Barbara leaned back in her chair and rubbed her eyes. She had been reading one report after another for several hours and had made scant notes. Her phone buzzed and Maria said Bailey was on the line.
“I have something,” he said without preliminaries.
“Tell me.”
“I'll show you. Forty-five minutes? An hour? Office, home, your dad's place. Where?”
She glanced at her watch. It was four-fifteen. “Dad's place. We'll wait for you there.”
He hung up with as little ceremony as his greeting. Cell phone, she guessed. He hated and feared them for the danger, he claimed, of brain cancer that they posed. He spent as little time as possible using his. That he had used it probably meant he was on the road. She called Frank to make sure he'd be there.
“That's all he said,” she told him half an hour later. “He'll show us. David went to the clinic at two today. Out a little after three and Bailey called an hour and a few minutes later. If he let someone follow them to Shelley's house, I'll strangle him.”
Frank waved that away. “You know better. Anything in discovery yet?”
“No. Nothing to take to the bank. Nothing new.”
Bailey arrived half an hour later. “Traffic,” he said with a grumpy expression. “Friday get-out-and-drive traffic.” He was hot and more rumpled looking than usual.

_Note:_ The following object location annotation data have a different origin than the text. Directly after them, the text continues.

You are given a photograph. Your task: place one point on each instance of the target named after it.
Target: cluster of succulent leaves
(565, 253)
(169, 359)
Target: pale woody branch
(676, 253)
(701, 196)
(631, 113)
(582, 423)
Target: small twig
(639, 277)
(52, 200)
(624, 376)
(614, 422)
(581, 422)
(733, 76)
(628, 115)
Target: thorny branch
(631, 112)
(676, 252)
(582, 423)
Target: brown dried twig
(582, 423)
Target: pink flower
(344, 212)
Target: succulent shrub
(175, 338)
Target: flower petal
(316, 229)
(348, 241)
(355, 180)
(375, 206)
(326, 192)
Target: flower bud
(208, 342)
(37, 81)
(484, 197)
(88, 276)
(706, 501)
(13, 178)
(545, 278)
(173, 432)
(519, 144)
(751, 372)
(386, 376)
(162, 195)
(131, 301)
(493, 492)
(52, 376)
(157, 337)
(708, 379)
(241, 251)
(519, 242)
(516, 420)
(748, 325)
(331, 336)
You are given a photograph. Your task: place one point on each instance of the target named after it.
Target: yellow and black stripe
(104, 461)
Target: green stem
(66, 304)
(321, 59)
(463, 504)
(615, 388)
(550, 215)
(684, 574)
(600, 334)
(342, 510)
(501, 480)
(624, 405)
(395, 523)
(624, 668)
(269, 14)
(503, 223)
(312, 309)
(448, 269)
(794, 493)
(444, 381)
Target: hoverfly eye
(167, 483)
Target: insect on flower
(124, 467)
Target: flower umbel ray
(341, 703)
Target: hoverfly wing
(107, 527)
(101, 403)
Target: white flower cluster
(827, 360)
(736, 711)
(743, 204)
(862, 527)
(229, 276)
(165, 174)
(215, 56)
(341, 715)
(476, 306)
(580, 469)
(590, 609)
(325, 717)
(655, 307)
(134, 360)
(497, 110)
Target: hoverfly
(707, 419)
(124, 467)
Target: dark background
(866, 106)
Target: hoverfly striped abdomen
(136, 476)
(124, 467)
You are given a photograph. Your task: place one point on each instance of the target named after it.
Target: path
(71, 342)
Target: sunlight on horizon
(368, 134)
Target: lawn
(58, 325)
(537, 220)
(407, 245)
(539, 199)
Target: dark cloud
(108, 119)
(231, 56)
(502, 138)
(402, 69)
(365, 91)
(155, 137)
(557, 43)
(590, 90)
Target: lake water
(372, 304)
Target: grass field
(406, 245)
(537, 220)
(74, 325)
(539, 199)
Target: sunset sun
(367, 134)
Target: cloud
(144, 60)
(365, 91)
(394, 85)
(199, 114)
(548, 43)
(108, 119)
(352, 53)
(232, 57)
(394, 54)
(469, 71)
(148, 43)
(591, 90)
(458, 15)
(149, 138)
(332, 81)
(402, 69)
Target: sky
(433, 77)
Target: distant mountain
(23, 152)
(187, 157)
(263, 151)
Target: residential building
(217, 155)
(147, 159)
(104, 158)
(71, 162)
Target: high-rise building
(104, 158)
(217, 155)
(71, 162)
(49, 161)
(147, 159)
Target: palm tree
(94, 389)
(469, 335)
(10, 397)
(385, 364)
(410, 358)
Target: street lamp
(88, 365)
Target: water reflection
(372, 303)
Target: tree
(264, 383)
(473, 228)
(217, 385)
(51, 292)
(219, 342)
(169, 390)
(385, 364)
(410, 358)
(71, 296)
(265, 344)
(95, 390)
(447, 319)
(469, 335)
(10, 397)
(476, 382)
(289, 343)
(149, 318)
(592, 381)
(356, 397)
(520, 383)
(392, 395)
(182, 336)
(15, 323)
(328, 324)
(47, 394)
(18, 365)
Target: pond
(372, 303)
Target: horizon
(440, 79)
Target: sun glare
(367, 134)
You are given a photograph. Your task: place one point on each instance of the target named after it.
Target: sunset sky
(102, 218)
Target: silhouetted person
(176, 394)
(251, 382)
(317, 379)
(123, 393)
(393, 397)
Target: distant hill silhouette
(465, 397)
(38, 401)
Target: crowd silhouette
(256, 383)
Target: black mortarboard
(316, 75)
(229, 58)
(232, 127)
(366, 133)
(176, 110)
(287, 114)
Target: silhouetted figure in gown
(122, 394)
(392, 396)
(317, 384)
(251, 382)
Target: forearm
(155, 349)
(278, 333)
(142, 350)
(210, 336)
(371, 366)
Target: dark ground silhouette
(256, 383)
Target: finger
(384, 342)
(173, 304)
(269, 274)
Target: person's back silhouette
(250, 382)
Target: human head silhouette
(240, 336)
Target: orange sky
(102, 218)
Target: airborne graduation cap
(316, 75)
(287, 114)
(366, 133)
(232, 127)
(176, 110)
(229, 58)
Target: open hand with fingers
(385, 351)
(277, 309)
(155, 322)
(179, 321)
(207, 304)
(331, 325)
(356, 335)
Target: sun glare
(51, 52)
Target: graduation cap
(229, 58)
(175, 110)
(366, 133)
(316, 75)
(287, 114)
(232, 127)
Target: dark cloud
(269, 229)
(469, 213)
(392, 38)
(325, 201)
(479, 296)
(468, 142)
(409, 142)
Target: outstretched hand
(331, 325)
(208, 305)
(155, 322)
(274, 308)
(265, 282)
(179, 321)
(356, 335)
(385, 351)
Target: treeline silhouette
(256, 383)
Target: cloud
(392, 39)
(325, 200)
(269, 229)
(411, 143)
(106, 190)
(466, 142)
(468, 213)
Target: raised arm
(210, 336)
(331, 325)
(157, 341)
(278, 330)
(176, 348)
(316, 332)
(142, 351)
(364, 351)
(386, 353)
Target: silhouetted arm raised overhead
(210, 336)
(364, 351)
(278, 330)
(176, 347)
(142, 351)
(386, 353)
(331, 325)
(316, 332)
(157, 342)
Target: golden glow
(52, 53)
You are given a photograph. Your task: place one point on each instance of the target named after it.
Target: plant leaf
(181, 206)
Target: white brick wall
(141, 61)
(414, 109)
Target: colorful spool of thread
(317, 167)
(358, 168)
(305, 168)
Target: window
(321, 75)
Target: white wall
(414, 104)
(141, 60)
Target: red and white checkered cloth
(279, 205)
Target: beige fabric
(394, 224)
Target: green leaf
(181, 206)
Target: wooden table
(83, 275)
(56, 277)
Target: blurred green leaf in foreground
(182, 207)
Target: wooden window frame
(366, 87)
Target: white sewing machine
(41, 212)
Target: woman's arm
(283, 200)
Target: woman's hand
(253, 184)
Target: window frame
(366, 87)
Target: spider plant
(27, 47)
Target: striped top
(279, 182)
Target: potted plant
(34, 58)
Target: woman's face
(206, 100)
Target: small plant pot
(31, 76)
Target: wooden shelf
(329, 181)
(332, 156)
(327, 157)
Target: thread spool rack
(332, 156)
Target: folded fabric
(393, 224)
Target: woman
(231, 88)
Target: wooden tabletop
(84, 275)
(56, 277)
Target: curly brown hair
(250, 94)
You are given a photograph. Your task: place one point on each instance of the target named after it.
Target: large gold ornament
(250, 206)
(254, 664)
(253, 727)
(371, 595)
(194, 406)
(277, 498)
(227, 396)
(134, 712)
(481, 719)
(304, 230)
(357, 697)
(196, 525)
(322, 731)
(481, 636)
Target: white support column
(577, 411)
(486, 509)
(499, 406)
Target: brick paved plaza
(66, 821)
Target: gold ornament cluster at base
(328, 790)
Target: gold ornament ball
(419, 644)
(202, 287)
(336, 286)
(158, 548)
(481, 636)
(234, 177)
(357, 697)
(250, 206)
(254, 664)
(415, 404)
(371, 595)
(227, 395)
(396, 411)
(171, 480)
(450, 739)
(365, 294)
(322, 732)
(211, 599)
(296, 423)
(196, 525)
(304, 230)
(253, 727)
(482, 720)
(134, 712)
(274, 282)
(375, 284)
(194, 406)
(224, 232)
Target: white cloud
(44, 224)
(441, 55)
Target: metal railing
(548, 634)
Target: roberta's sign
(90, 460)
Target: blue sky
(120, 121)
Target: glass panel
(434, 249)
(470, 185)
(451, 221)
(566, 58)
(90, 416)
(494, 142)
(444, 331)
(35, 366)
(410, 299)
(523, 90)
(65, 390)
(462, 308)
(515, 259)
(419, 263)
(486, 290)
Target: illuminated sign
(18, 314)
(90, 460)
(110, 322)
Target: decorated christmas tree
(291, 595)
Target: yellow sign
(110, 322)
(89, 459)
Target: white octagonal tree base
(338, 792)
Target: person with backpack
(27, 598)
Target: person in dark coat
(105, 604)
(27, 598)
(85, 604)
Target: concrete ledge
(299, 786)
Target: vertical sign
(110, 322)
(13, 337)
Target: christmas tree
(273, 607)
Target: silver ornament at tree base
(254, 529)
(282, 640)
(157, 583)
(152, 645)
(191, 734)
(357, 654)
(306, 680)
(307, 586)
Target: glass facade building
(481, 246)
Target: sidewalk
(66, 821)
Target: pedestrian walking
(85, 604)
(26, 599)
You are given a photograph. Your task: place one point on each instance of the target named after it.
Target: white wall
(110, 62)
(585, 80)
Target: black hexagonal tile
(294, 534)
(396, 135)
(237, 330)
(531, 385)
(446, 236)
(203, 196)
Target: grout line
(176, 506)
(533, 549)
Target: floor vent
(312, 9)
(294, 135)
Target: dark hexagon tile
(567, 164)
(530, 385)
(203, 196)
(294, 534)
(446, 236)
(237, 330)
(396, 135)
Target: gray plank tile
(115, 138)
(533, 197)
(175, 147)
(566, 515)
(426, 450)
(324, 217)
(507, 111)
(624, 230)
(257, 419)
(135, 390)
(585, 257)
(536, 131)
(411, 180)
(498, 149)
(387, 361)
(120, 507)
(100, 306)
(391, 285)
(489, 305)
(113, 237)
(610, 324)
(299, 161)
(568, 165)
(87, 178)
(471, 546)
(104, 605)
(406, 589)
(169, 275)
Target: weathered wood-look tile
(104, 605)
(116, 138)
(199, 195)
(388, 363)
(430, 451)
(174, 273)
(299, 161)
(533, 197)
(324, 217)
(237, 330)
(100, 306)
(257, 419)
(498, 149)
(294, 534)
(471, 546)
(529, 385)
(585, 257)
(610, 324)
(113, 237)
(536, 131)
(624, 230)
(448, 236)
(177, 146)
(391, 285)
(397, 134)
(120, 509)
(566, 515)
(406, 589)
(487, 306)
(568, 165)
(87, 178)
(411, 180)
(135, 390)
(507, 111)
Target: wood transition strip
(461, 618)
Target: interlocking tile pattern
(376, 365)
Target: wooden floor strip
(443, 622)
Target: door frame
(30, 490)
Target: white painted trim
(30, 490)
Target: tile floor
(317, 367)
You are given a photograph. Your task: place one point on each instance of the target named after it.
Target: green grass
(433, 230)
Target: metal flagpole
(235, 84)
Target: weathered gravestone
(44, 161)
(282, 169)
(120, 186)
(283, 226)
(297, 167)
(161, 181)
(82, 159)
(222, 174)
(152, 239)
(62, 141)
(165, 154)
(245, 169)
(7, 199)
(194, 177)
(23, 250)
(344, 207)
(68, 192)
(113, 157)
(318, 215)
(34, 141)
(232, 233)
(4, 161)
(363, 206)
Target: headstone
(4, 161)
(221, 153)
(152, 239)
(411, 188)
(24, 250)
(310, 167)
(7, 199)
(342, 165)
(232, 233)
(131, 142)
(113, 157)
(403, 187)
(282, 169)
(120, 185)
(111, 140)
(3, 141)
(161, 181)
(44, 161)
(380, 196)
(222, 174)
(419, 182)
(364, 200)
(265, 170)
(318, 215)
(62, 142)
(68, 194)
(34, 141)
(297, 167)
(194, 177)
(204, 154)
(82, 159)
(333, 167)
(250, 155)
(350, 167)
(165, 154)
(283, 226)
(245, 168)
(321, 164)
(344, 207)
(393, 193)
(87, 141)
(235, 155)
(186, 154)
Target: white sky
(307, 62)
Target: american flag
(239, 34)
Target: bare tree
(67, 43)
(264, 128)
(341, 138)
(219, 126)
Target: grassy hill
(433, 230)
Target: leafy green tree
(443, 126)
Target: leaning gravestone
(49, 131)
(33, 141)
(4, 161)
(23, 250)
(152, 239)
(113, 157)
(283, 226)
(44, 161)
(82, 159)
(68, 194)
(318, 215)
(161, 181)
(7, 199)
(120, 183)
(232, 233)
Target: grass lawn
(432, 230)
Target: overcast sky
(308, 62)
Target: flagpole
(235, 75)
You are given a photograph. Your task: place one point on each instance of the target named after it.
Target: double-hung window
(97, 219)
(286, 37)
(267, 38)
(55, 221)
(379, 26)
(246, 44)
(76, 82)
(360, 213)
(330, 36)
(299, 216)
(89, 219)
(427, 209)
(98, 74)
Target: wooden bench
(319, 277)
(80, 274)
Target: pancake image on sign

He had been driving his old Dodge that was without air-conditioning. Barbara waited impatiently as Frank played host and offered Bailey a cold beer. He accepted with a sigh and they went out to the back porch to sit at a table in the shade. Bailey pulled a gadget from his pocket and placed it in the center of the table. It was the size of a half-dollar coin, shiny and metallic, without any visible moving parts. Just a shiny case of some sort.
“That's it. Show-and-tell,” he said.
“What is it?” Barbara demanded. “Stop playing games. What's up?”
“Okay. Okay,” he said after taking a long drink. “You know how David and I work it. I drive up to the back gate, someone unlocks it to let him in and I leave. Pick him up the same way. They call, I go to the gate, he gets in and off we go. Today, a block or two away, he's fussing with that seat belt. You know, the belts in the Dodge, a little hard to get right sometimes. So he's having trouble with it, moving around some, and he feels something in his pocket. I stop to let him fish it out, and it's that.” He pointed to the object on the table.
“So what is it?” Barbara snapped. “Get to the point.”
“A GPS signaling device.” He looked at it admiringly. “A beauty, isn't it? Two hundred bucks.”
“You brought it here? For God's sake!”
“It's disabled,” Bailey said. “I called Hal Jarvis to meet us at a bar I know on 99, and drove around a little and ended up there and pretty soon Hal and another guy showed up.”
Hal Jarvis was his electronics expert, one he turned to often. Barbara believed Hal could wire the wind and make it tell tales.